You are viewing a plain text version of this content. The canonical link for it is here.
Posted to users@kafka.apache.org by Jan Filipiak <Ja...@trivago.com> on 2015/07/24 16:44:28 UTC
Hdfs fSshell getmerge
Hello hadoop users,
I have an idea about a small feature for the getmerge tool. I recently
was in the need of using the new line option -nl because the files I
needed to merge simply didn't had one.
I was merging all the files from one directory and unfortunately this
directory also included empty files, which effectively led to multiple
newlines append after some files.
I needed to remove them manually afterwards.
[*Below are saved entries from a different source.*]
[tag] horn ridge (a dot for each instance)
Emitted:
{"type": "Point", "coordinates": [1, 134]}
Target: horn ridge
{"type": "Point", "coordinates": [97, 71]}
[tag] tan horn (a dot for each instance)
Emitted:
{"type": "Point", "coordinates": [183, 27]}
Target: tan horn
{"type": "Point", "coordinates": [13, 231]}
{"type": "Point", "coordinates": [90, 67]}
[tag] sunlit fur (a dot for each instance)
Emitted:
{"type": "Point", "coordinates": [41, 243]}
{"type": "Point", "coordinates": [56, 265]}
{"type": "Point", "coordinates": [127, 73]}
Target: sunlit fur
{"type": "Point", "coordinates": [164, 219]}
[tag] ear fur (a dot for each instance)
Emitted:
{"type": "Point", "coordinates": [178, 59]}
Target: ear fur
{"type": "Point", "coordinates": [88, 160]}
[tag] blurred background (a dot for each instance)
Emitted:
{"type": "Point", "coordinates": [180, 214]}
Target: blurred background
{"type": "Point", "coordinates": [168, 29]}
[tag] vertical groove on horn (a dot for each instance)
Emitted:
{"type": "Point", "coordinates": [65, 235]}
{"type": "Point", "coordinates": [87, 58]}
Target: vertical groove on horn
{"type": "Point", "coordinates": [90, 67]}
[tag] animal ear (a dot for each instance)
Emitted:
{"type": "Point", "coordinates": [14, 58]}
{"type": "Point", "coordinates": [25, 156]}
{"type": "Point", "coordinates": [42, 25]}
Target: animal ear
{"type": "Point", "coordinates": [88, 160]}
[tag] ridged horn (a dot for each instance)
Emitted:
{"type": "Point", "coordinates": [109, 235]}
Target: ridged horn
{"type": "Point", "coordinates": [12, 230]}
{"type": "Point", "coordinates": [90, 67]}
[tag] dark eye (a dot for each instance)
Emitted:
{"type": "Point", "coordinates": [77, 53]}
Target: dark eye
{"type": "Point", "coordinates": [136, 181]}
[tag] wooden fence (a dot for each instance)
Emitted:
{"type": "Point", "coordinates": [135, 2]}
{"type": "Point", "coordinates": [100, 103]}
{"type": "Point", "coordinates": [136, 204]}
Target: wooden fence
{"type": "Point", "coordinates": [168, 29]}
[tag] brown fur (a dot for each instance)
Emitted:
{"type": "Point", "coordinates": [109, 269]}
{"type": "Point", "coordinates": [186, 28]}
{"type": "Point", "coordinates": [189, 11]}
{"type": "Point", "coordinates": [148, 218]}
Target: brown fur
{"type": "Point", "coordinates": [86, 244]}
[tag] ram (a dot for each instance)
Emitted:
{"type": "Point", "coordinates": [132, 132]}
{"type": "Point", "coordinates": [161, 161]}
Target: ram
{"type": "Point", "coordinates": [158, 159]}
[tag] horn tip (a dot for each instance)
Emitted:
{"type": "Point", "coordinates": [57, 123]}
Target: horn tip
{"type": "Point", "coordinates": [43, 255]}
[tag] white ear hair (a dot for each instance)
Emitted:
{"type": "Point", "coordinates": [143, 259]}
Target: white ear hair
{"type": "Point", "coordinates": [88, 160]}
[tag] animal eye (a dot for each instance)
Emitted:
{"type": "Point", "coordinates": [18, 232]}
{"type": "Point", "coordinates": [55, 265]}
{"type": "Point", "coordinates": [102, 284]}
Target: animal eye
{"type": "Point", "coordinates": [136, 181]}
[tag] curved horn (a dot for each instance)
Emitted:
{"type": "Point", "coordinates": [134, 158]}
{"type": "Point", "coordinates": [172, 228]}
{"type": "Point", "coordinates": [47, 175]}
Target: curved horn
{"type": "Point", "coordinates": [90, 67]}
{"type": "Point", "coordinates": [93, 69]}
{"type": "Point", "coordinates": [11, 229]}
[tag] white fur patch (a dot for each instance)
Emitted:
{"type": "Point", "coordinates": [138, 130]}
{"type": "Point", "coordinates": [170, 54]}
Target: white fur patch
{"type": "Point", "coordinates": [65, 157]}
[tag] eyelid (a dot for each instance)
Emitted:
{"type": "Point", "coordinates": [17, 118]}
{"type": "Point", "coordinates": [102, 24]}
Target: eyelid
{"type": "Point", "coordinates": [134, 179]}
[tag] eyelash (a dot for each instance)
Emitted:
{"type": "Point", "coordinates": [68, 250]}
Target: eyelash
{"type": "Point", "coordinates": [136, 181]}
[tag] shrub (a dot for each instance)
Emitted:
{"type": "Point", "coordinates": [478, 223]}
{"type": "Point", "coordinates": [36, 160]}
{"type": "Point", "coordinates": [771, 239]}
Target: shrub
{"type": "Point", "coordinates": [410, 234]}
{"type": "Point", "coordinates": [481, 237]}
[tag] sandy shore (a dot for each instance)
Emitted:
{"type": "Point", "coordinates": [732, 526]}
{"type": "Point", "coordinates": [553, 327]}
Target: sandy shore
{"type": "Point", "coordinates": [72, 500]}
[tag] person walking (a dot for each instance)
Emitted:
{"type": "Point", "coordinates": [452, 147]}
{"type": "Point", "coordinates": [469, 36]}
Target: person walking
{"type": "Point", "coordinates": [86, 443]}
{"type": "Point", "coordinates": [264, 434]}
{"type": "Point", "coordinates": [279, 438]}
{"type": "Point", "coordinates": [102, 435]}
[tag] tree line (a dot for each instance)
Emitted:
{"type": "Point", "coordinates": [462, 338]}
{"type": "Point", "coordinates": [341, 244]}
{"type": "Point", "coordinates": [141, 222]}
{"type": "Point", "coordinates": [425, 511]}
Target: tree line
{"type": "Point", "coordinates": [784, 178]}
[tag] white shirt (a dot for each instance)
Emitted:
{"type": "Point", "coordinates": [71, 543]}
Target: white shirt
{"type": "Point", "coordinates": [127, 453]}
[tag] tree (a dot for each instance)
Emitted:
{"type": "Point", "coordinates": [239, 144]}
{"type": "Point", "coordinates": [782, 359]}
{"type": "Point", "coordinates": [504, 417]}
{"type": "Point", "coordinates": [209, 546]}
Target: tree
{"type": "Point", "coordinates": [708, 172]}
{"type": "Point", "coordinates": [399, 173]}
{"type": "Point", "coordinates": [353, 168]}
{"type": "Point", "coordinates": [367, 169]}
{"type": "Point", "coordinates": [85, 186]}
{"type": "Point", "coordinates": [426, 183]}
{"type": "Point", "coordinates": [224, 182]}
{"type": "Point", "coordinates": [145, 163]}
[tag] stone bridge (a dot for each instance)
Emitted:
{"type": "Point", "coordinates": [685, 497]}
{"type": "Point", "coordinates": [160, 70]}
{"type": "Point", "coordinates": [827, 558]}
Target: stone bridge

In this situation it is maybe good to have another argument that allows
skipping empty files. I just wrote down 2 change one could try at the
end. Do you guys consider this as a good improvement to the command line
tools?
Thing one could try to implement this feature:
The call for IOUtils.copyBytes(in, out, getConf(), false); doesn't
return the number of bytes copied which would be convenient as one could
skip append the new line when 0 bytes where copied
Or one would check the file size before.
Please let me know If you would consider this useful and is worth a
feature ticket in Jira.
Thank you
Jan
Re: Hdfs fSshell getmerge
Posted by Jan Filipiak <Ja...@trivago.com>.
Sorry wrong mailing list
On 24.07.2015 16:44, Jan Filipiak wrote:
> Hello hadoop users,
>
> I have an idea about a small feature for the getmerge tool. I recently
> was in the need of using the new line option -nl because the files I
> needed to merge simply didn't had one.
> I was merging all the files from one directory and unfortunately this
> directory also included empty files, which effectively led to multiple
> newlines append after some files.
> I needed to remove them manually afterwards.
>
> In this situation it is maybe good to have another argument that
> allows skipping empty files. I just wrote down 2 change one could try
> at the end. Do you guys consider this as a good improvement to the
> command line tools?
>
> Thing one could try to implement this feature:
>
> The call for IOUtils.copyBytes(in, out, getConf(), false); doesn't
> return the number of bytes copied which would be convenient as one
> could skip append the new line when 0 bytes where copied
> Or one would check the file size before.
>
> Please let me know If you would consider this useful and is worth a
> feature ticket in Jira.
>
> Thank you
> Jan